‘Frightening’: Elementary School Physical Interaction Referrals Up 70% Last Two Years In Carroll County
Discipline referrals for physical interactions are up 70% in Carroll County’s public elementary schools in the last two years, but the students responsible for the altercations often remain in the classroom because of “restorative practices.”
Data shared by the school system on Monday the 18th during a student behavior work session shows 403 elementary school students have been issued 1,572 major discipline referrals for an “attack” or “fighting” involving “physical contact” through February, marking a 70% increase in two years time.
Board member Donna Sivigny called the increase “frightening.”

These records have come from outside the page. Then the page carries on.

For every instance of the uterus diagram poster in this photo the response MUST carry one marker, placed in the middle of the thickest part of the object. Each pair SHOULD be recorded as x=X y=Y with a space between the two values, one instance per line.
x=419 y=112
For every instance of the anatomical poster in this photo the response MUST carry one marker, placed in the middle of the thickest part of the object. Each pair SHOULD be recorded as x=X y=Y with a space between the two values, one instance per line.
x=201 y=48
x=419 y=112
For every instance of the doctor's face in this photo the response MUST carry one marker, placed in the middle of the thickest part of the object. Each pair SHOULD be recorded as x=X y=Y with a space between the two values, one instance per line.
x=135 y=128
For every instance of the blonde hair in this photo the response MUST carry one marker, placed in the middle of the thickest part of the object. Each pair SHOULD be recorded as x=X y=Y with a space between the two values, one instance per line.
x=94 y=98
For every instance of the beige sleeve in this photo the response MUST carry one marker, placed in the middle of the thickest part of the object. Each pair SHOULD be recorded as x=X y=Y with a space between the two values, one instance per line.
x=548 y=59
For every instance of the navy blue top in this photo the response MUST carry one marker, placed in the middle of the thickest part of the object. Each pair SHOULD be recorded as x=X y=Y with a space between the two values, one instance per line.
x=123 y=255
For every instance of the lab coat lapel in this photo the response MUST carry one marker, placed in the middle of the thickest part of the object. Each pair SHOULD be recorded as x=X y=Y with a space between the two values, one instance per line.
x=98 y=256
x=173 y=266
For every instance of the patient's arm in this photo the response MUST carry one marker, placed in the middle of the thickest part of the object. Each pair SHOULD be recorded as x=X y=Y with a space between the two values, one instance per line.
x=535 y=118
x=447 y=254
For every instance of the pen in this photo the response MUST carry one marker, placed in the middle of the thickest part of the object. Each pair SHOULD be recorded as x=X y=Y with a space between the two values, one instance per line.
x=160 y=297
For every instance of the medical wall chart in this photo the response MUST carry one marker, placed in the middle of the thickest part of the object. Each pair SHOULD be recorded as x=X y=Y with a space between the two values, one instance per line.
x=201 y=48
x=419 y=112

During the public comment portion of the March 13th Board of Education meeting, parents from Manchester Elementary School described their children’s experience in one uniquely troubled classroom.
“My daughter has been attacked a half dozen times by another peer in the classroom,” one mother of five explained. “She has had her hair ripped out, she’s been forcefully kicked in the chest, she’s had her hand stomped on, she has been punched in the back of the head, she’s been ripped back by the back of her hair, and her eyes scratched in attempt to have her eyes gouged out.”
A father to a student in the same class explained how his daughter’s potty training has been affected by the classroom.
“My child that attends that class, has now regressed in potty training, which, according to a psychologist, has been a traumatic response” he explained. “She’s urinated at school everyday for three weeks now.”
Despite the 70% increase in discipline referrals for physical interactions, suspensions for the same offense are up just 14%, there having been only 16 suspensions for the 1,572 physical interaction referrals this year.
School officials described the legal environment governing how they operate, identifying one specific provision, COMAR 13A.08.01.11(C), which prohibits the suspension of Pre-K to 2nd grade students, unless federal law requires it or a mental health professional determines the student at issue is an “imminent threat of serious harm to other students or staff that cannot be reduced or eliminated through interventions and supports.”
Ed O’Meally, the Board of Education’s retained counsel, explained the broader influence of “restorative practices” on education policy, where schools must focus on intervention over punishment and separation, a philosophy adopted broadly in Maryland throughout the last decade.
“We would have students suspended for a month, a semester, or the rest of the year,” he said, thinking back to how it was in 2014. “That doesn’t happen anymore in the State of Maryland.”